We must avoid the privatisation by stealth of our backcountry and wilderness
OPINION: How to nurture the adolescent tourism industry into seemly adulthood is the subject of conversations nationwide.
In its infancy, its organic growth was noted with cooing approval. Now, it needs boundaries. Recent announcements on managing it have included higher charges for overseas tourists, more infrastructure, and new Great Walks "products" (Government), as well as Great Walks price hikes (the Department of Conservation). There's also been a gambit for Conservation Act change and privatisations (Tourism Industry Aotearoa).
But Federated Mountain Clubs believes some crucial bits have been missing. Planning, for instance. Conservation and ordinary New Zealanders. Evidence that the proffered remedies really will fix some of tourism's problems without creating more, such as instant inundation of new Great Walks along with their environs.
FMC is just one of many voices calling for a national tourism strategy. It's needed; the industry's demands of DOC and some local bodies are causing harm necessitating more than first aid. But tourism-watchers should remember there's a big part of the plan already in place – the cool-headed legislation driving the conservation space. The law. Which says that tourism needs to know its place, and that it's a deferential one.

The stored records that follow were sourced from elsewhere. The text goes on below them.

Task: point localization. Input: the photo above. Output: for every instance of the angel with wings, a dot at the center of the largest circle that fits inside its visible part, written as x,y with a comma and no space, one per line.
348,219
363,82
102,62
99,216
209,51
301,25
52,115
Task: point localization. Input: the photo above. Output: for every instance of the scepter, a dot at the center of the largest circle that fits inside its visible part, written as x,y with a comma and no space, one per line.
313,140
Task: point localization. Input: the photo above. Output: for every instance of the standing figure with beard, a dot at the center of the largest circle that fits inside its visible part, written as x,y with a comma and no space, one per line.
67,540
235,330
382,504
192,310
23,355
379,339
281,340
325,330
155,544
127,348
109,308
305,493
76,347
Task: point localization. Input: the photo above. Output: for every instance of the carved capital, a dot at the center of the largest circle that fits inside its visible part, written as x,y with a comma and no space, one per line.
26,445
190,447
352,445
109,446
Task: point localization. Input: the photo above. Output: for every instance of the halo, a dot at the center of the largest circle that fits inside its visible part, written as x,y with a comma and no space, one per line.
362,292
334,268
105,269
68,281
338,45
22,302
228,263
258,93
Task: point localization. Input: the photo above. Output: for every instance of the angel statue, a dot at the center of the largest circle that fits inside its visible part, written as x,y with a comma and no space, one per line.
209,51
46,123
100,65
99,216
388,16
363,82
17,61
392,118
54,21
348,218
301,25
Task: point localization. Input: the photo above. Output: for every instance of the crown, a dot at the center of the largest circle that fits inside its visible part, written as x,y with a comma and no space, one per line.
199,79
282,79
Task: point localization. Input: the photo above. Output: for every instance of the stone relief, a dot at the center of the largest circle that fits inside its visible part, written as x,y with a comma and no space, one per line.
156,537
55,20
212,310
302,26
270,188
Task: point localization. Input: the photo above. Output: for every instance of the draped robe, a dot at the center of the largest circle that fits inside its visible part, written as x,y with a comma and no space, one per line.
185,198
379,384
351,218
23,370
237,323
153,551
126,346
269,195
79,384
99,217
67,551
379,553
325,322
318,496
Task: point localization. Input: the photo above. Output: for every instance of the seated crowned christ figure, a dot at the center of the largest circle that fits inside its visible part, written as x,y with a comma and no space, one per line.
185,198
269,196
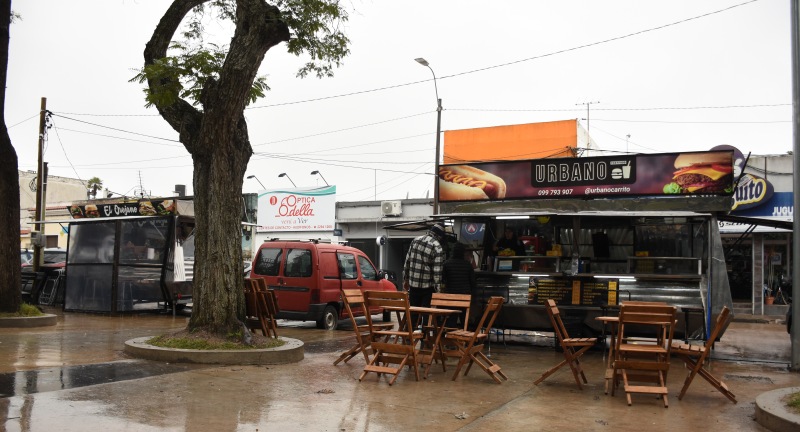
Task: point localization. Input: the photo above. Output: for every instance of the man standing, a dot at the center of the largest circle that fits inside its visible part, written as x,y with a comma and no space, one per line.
422,271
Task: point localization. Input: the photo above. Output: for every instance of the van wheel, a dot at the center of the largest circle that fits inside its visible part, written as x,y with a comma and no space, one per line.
329,318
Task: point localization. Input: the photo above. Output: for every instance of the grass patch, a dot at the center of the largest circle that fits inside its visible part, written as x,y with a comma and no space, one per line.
25,310
793,402
200,340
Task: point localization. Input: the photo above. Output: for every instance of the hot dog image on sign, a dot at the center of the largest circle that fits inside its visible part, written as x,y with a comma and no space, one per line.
688,173
467,183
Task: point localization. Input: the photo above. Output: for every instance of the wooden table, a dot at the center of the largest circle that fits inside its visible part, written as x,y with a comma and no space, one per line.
427,355
613,321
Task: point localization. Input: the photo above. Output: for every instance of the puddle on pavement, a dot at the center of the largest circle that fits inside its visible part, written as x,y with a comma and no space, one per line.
52,379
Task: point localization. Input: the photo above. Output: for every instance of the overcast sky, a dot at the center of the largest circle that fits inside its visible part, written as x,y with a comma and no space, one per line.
682,75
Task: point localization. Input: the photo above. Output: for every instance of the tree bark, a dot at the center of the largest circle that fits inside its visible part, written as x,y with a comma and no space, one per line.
10,269
218,141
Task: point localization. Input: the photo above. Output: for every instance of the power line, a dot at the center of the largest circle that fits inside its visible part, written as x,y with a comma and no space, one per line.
23,121
66,156
622,109
562,51
605,41
693,122
112,128
343,130
121,138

The Conservation Act ranks DOC's priorities: conservation; then recreation (to be "fostered", says the Act); and then tourism (to be "allowed"). The National Parks Act says parks are to "be preserved as far as possible in their natural state". The Acts are our clear consensus on keeping our wild places wild. And they honour our recreation heritage.
That's important. While tourism and homegrown recreation can look similar, their kaupapa are different. Branding and GDP are industry torchsongs while quiet common goods such as belonging, the freedom of the hills, and food-gathering underpin our recreation. The first is business; the second, part of nationhood. It is DOC's job to articulate and defend these distinctions as part of putting Aotearoa's conservation legislation into effect.
You'd think championing the heartland stuff of that law would be easy votes for politicians of all hues, akin to torch-bearing for farming or rugby or family values. There are no downsides to speaking for a healthy backcountry and recreation.
Yet DOC is treated with ongoing disengagement and parsimony by Government. Given this, it's unsurprising the TIA saw a chance to make advances on our Conservation Act. It's the second recent industry test drive of law change proposals, following November's McKinsey Report suggesting Conservation and National Parks Acts changes.
It's a disingenuous privatisation bid featuring an array of straw men: that DOC isn't coping with tourist numbers (true, but trusting it to run its own patch with proper funding would help); that commercial interests get conservation work done (only the conspicuous, charismatic stuff); and that the Conservation Act should therefore be changed to suit the TIA (a fair-weather industry group).
This is dangerous. The TIA has nothing to lose and plenty to gain. Its superficially charming case could win over politicians and public, allowing commercial enclaves and entitlement in Aotearoa's wild places. Conservation law change could be a magnificent party for tourism with a costly hangover for ordinary Kiwis' rights to the freedoms of our hills.
FMC believes that if we didn't already have our Conservation and National Parks Acts, their spirit and intent would be exactly what we'd be calling for now, to articulate and enshrine what we have and value. Their words have got to mean something. They should be neither quietly marginalised nor formally changed.
The Acts should be a cornerstone of the wider tourism strategy we so evidently need. The industry will be a good citizen in our public conservation space if Government and DOC insist on existing ground rules: conservation and recreation are priorities; following their satisfaction, tourism may have its licence to operate.
Jan Finlayson is vice-president of Federated Mountain Clubs, the national association of climbing and tramping clubs. It is a voluntary body representing more than 80 clubs, 20,000 members, and 300,000 people recreating annually in New Zealand's backcountry.